Latif Dalyan offers shirts and sweatpants at knock-down prices to Turkey’s earthquake victims from a storefront surrounded by piles of debris.
The last person the 58-year-old shopkeeper wants to blame for his ruined city’s troubles is the country’s president.
“If there is one man who can make this country stand up again, it is Recep Tayyip Erdogan,” Dalyan said near the February quake’s epicentre in the city of Kahramanmaras.
“May God give every country a leader like him.”
Dalyan’s fervour contrasts sharply with the cries of pain and anger that rang out when the 7.8-magnitude jolt and its aftershocks wiped out swathes of Turkey’s mountainous southeast in February.
Anguished survivors listened to loved ones slowly perish under mounds of rubble in the freezing cold.
“Nobody can be perfect and no government can be perfect,” Dalyan said. “Everyone can make mistakes.”
Aydin Erdem, director of the KONDA research firm, found something similar in polls conducted across Turkey’s disaster zone.
“Our surveys do not support claims that the (ruling party’s) vote dropped a lot because of what happened,” Erdem told Turkish media this week.
“The electorate is consolidating around their respective parties.”
The presidential and parliamentary votes next month are widely seen as the most important of Turkey’s post-Ottoman history.

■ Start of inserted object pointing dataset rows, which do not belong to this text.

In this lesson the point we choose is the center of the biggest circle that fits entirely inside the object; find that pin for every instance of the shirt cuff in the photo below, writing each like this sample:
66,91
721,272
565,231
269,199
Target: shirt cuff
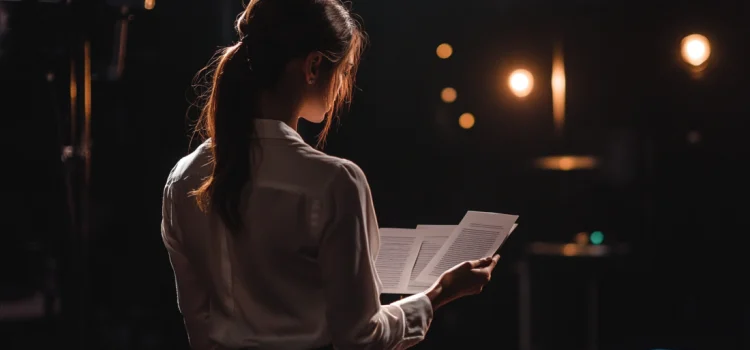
418,315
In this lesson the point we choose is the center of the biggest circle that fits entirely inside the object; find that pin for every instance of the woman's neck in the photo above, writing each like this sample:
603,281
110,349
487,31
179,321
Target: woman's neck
279,107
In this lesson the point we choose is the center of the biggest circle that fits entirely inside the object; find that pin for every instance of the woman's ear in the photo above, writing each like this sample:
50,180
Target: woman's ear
312,67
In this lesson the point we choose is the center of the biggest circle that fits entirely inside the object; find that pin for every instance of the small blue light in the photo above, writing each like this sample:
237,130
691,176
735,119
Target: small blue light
597,237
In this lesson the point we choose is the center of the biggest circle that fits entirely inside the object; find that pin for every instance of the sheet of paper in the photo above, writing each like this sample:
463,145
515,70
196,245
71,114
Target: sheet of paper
478,235
434,236
398,253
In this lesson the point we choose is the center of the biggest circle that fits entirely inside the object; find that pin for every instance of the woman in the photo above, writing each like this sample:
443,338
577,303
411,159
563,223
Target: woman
273,242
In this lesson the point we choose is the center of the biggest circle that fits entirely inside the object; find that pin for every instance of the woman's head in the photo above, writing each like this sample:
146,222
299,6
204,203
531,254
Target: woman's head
304,48
302,53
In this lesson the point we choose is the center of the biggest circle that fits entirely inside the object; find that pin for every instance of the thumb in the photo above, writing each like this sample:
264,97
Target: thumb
491,263
480,263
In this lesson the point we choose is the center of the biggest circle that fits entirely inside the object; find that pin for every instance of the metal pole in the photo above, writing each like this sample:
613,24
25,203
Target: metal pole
593,314
524,305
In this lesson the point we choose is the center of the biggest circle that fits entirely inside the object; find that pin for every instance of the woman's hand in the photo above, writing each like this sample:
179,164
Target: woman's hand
466,278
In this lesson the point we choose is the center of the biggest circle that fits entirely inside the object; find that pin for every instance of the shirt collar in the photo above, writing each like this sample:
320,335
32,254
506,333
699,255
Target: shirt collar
275,129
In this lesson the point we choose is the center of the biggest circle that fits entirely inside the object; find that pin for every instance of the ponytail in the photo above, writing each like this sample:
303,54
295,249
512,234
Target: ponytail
227,119
272,34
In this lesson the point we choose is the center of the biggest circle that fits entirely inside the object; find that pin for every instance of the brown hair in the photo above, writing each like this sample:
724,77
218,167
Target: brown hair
272,33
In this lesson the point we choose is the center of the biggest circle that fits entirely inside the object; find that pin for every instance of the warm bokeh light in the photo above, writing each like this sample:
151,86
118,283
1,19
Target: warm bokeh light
570,249
558,90
521,82
695,49
567,162
597,237
444,51
466,120
448,95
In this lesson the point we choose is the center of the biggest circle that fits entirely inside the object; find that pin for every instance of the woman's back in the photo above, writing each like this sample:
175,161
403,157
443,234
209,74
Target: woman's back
263,283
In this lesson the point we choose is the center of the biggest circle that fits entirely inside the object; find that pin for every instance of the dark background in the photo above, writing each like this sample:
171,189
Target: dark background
630,101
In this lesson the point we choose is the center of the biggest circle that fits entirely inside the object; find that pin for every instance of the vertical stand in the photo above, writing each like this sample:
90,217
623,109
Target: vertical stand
524,296
76,157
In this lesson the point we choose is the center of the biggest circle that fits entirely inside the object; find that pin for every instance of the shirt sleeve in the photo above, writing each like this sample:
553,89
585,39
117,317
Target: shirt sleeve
356,319
192,296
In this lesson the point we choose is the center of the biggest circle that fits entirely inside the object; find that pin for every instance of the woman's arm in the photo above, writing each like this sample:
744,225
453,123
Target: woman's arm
355,317
192,296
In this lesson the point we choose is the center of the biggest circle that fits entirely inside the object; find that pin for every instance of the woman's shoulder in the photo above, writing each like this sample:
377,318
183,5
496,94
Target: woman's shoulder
196,165
336,170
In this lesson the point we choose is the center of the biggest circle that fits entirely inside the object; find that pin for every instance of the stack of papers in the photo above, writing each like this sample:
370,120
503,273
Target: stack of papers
411,260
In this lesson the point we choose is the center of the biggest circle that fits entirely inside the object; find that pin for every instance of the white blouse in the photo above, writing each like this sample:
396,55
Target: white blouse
301,274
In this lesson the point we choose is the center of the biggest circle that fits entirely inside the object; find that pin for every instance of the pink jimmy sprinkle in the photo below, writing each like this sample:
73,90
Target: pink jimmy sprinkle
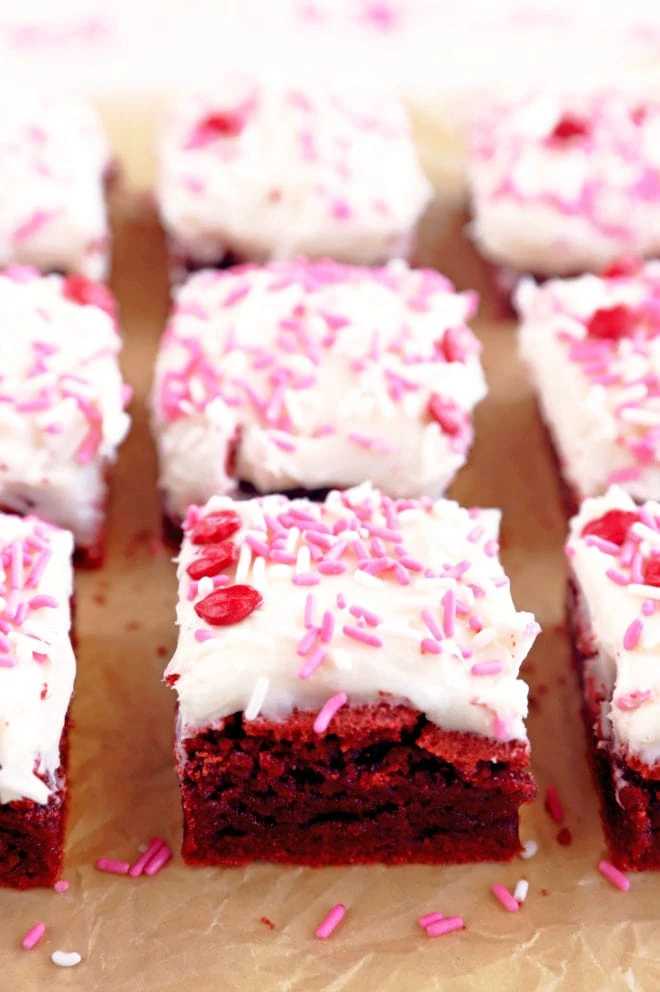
447,925
112,866
312,662
328,711
159,860
362,635
449,612
505,898
614,876
553,804
137,869
334,917
487,668
633,634
33,936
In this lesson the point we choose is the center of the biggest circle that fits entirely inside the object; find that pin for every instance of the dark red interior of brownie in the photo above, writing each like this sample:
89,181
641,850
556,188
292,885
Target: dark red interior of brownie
32,838
382,785
630,800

Erdogan and his Islamic-rooted party have shaped society in their image and tested the strength of Turkey’s secular traditions.
Critics accuse them of mismanaging the economy and using the courts to silence critics and imprison political foes.
The government’s sluggish search and rescue effort appeared to offer the united opposition a chance to capitalise on this discontent.
Cem Yildiz does not quite see it that way.
The 34-year-old deputy head of CHP, the main opposition party in the Kahramanmaras province, has done almost no campaigning to date.
He says he fears that pushing people to vote during a moment of profound grief is both indecent and self-defeating.
“We will not campaign because the people here are in pain,” he said next to a container home that serves as his party’s temporary headquarters.
“We visit people to help them with their problems. We don’t ask for their votes.”
‘We had momentum’
The main office for the CHP, created by the secular state’s founder Mustafa Kemal Ataturk, was one of untold number of local buildings levelled or damaged by the quake.
Party officials decided to set up their new camp in a remote pocket of the city with a strong liberal lean.
Local men while away the hours in a teahouse on a street that witnessed a bloody attack by neo-Fascists on socialists and Alevi Kurds in 1978 that killed more than 100 people.